Mais ce niveau est toujours deux fois inférieur à celui d’avant guerre où le pays produisait alors environ quatre millions de barils par jour.
Et le pays exportait en moyenne 105 millions de barils par mois, principalement depuis son terminal pétrolier de Bassorah via le détroit d’Ormuz.

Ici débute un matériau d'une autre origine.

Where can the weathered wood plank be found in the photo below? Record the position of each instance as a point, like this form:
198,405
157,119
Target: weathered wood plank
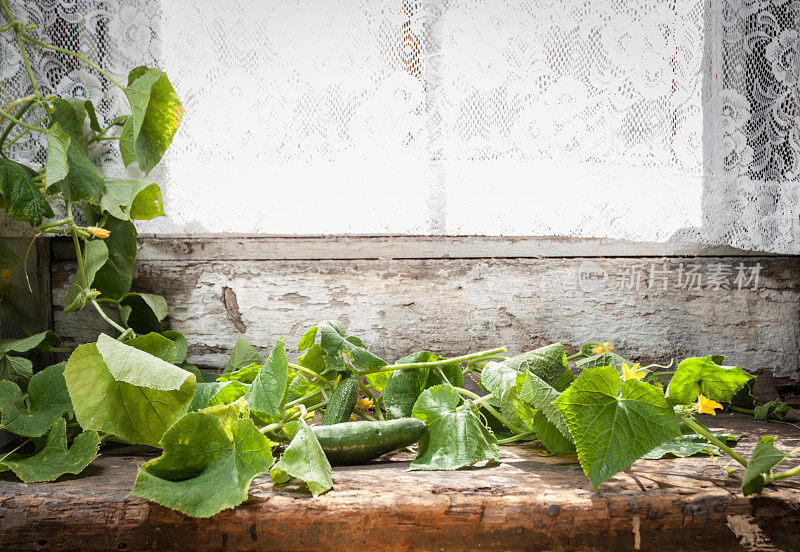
528,502
258,248
454,305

Ali Nizar, directeur de l’Organisation nationale irakienne pour la commercialisation du pétrole (SOMO), avait estimé lors d’une interview télévisée la semaine dernière que l’Irak avait exporté en juillet «entre 35,5 et 37 millions de barils» via le détroit d’Ormuz.
L’Irak, membre fondateur de l’Opep, a été contraint par la guerre de mettre en pause la production de la plupart de ses champs pétroliers pendant la guerre, les réservoirs étant saturés.
En raison de la perturbation de la navigation dans le détroit d’Ormuz, Bagdad a commencé à exporter du pétrole brut à l’aide de camions-citernes transitant par la Syrie, ainsi que par un oléoduc reliant l’Irak au port turc de Ceyhan.
Sept millions de barils avaient transité en juillet par cette dernière voie.